Types are not just a tool for catching bugs. They are a language for expressing intent — and the most important audience is future collaborators.

T

Theo Nakamura

Software Engineer

May 28, 20265 min read

A type annotation is a note to the future. When you write that a function accepts a UserId rather than a string, you are telling every developer who reads that code something important about what this value means.

This is the part of type systems that gets undersold. The pitch is usually about catching errors at compile time, and that is real and valuable. But the deeper value is communication.

The Difference Between Types and Validation

Types and validation are treated as alternatives in many codebases.
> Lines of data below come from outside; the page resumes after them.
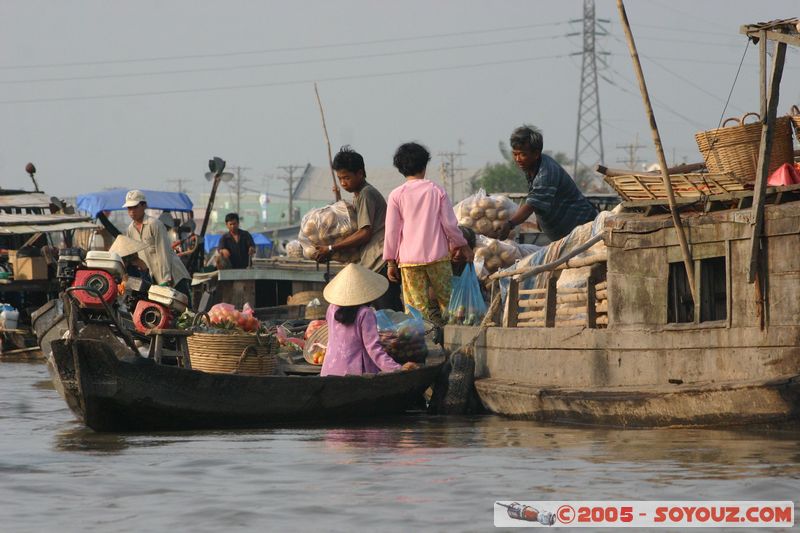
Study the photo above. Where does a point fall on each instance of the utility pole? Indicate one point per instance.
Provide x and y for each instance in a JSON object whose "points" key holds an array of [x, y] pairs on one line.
{"points": [[632, 160], [290, 169], [589, 133], [450, 168], [238, 187], [180, 182]]}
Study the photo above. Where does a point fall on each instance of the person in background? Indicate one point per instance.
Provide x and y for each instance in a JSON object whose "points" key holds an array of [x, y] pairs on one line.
{"points": [[552, 194], [235, 247], [459, 259], [164, 266], [422, 234], [370, 219], [353, 346]]}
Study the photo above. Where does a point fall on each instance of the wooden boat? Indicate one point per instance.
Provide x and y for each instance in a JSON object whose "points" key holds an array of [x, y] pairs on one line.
{"points": [[109, 393], [627, 341]]}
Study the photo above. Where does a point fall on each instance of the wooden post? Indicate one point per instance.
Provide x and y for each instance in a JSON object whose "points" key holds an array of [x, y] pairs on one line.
{"points": [[662, 161], [767, 133], [550, 301], [511, 314], [336, 191]]}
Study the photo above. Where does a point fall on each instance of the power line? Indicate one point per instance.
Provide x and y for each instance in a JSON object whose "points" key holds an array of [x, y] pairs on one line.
{"points": [[283, 49], [278, 63], [290, 169], [589, 128], [280, 83], [179, 182]]}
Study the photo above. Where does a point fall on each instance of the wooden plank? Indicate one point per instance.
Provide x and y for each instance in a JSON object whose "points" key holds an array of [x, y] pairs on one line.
{"points": [[512, 310], [767, 132], [591, 302], [531, 302], [550, 302]]}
They answer different questions. Validation answers: is this data what I expect right now, at runtime? Types answer: what does this data mean, and what can I do with it?

The value of a type like UserId over string is not that it prevents you from receiving an invalid user ID at runtime. It is that it prevents you from accidentally passing a PostId where a UserId is expected.

Making Illegal States Unrepresentable

The most powerful use of a type system is making certain states impossible to represent. A discriminated union eliminates invalid states at the type level. The bugs in your authentication logic simply cannot exist.

The Cost of Expressiveness

More expressive types require more thought upfront. The trade-off is real, and the right balance depends on the codebase, the team, and the rate of change.

What I am arguing against is treating types as purely defensive. At their best, types are a design tool. They force you to articulate what things are before you write the code that handles them.

A Practice

When I write a new module, I often write the types first and leave the implementations empty. The types become a sketch. They tell me whether the design makes sense before I have invested hours in the implementation.